California is grappling with a harsh reality as the state’s budget deficit is expected to hit a staggering $73 billion in the next fiscal year.
Gov. Gavin Newsom’s proposed budget for the 2024-25 fiscal year outlines severe cuts across education, health and human services. For the millions of citizens who depend on these vital social services, California’s looming budget crisis could be crushing.
But as California braces for new austerity measures, lawmakers should not overlook a crucial source of funding for the state’s social safety net: a thriving tech sector.
New research from my organization, Chamber of Progress, shows tech industry executives, employees and corporations contribute more than $20 billion annually to the state’s coffers, particularly through taxes on employee income and stock grants. According to our research, state revenue from tech taxes is also growing by $2.6 billion yearly.
For context, California’s alcoholic beverage tax generates nearly $450 million in revenue each year. Every toll on every bridge in the Bay Area brings in about $750 million annually. Even combined, those revenue streams fall far short of the tech industry’s annual marginal growth.
Our research found that tax revenue from tech employees and corporations will grow by $14.3 billion annually over five years, reaching more than $35 billion by 2030. That puts tech tax revenue on par with all the revenue from California’s statewide sales tax.
Tech-generated tax revenue means more than just dollars on a spreadsheet. These funds enable the state government to deliver critical public services and employ public sector workers.
According to our analysis, growth in tech sector tax revenue sends enough dollars toward California’s education system to pay for 7,341 more teaching positions each year. That’s more than six times the entire teaching workforce of the San Jose Unified School District.
Over five years, tax revenue growth from the tech sector could support 40,000 new teaching jobs, improving the teacher-to-student ratio in a state facing one of the worst teacher shortages in the country. If these new jobs were distributed across the state in proportion to student enrollment, San Jose Unified could expect to add 177 teachers, all supported by growing tech sector tax revenue.
California’s health system gets a $614 million annual boost from tech tax revenue growth, supporting nearly 15,000 more health care jobs yearly. This funding strengthens programs like Medi-Cal, which serves 14 million Californians, and improves access to behavioral health services and crisis response for vulnerable communities.
Families in crisis and foster children are just some of the citizens who rely on statewide human services programs. Tech-generated tax revenue growth contributes an additional $270 million annually to California’s human services sector, supporting family stabilization programs, foster care and emergency food assistance.
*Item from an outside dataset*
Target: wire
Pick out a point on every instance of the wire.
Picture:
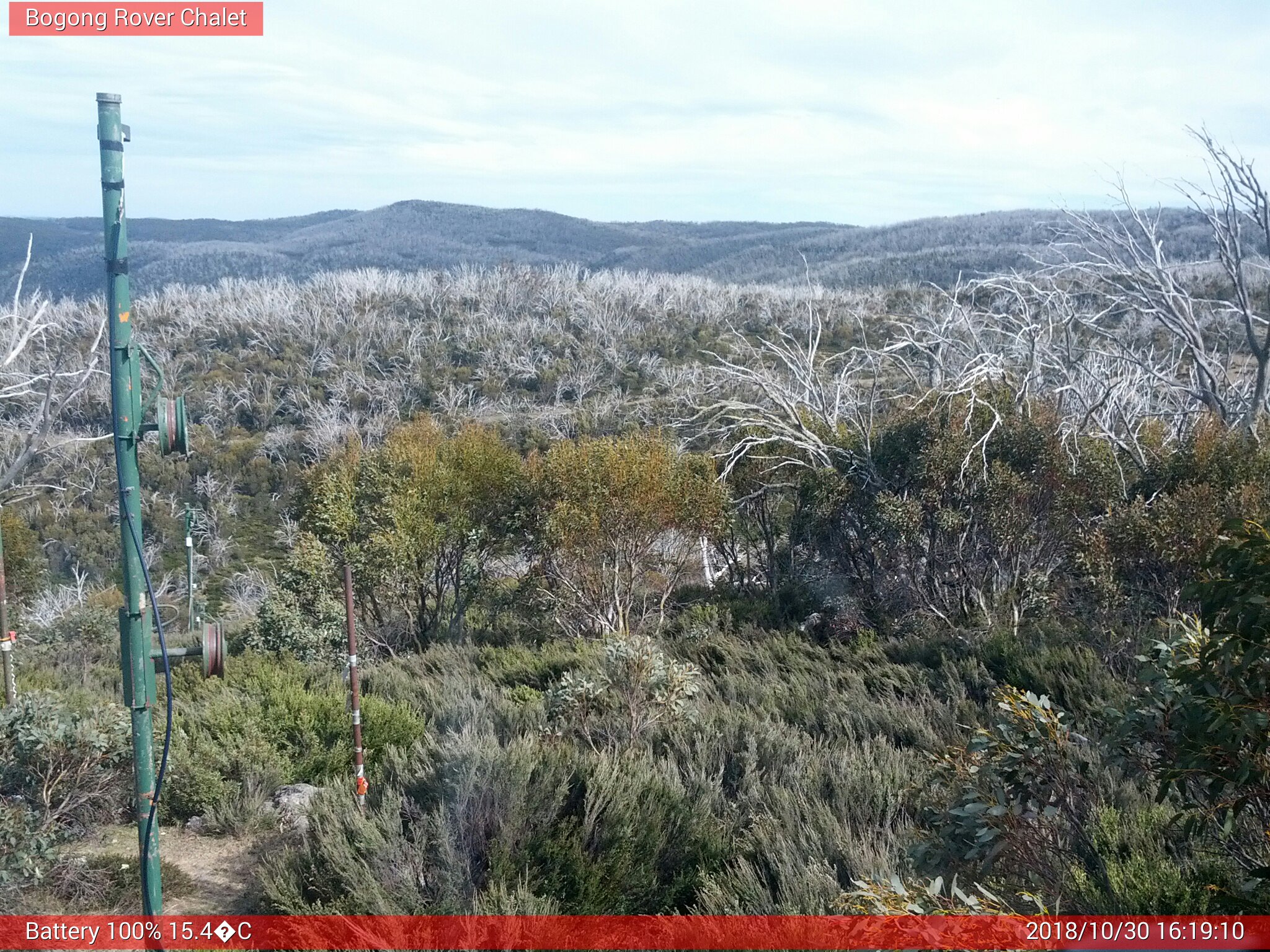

Some in the Bay Area decry the tech industry for exacerbating inequality in California. But the opposite is true — progressive income taxes on tech industry employees are a big funder of our schools, hospitals and homeless shelters. And when the tech sector is doing well, as gauged by strong stock prices, the state collects even more tax revenue.
California policymakers should foster the tech sector’s growth to help secure the future of the state’s social safety net.
With new proposals on the table this year that may drive innovation out of the state, including restrictive measures for new artificial intelligence businesses, state lawmakers should carefully consider how a growing tech industry bolsters California’s revenue streams — and work to create regulatory frameworks that nurture innovation.
Adam Kovacevich is the founder of a center-left tech industry coalition called Chamber of Progress. He has worked at the intersection of tech and politics for 20 years, leading public policy at Google and Lime and serving as a Democratic Hill aide.